MARKET STRUCTURE: The current arms race favors deep-pocketed hyperscalers (Alphabet: GOOGL/GOOG; Microsoft: MSFT) that can absorb multi-year AI capex and lock customers into APIs, while smaller model vendors and marginal cloud players face rapid margin compression. Infrastructure winners include GPU suppliers and utility-heavy industries short-term; losers are over-levered private AI startups and data‑center REITs if utilisation falls. Competitive dynamics point to increasing winner-take-all pricing power for a few LLM providers within 12–36 months, compressing pricing for commoditized inference services. RISK ASSESSMENT: Tail risks include antitrust actions (large fines or forced API unbundling), a safety incident triggering regulatory restrictions, or a disruptive efficiency breakthrough that slashes compute demand by >30% within 2–5 years. Immediate (days) risks are sentiment‑driven drawdowns; short-term (quarters) risks are capex/guidance misses; long-term (2–5 years) is technological substitution. Hidden dependencies: concentration in Nvidia GPUs, hyperscaler power contracts, and proprietary training data; watch NVDA supply and GCP/Azure/GPU spot pricing as second-order stress points.

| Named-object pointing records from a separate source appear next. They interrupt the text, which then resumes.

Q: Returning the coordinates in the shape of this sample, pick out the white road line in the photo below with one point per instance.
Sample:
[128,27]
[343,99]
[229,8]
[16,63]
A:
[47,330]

TRADE IMPLICATIONS: Tactical: overweight Alphabet (GOOGL/GOOG) for advertising + integrated AI moat, underweight META and select high-capex peers where ROI timelines extend beyond 3 years. Use 3–9 month options to express skewed risks: buy protective puts on MSFT/META and call spreads on GOOGL ahead of product/AI releases. Cross-asset: prefer shorter-duration IG bonds over BBB HY of AI startups; energy grid names can hedge rising datacenter power demand. CONTRARIAN ANGLES: Consensus underestimates structural efficiency gains — a 20–40% fall in per-inference compute cost over 3 years would break current capex assumptions, benefiting software-rich incumbents while starving hardware choke points. The dot‑com parallel is useful but incomplete: modern incumbents control cloud + data + distribution, raising barriers vs 1990s search. Overreaction could create mispricings: modestly underweighting MSFT/META is sensible, but full short positions risk missing platform monetization upside if regulation is mild.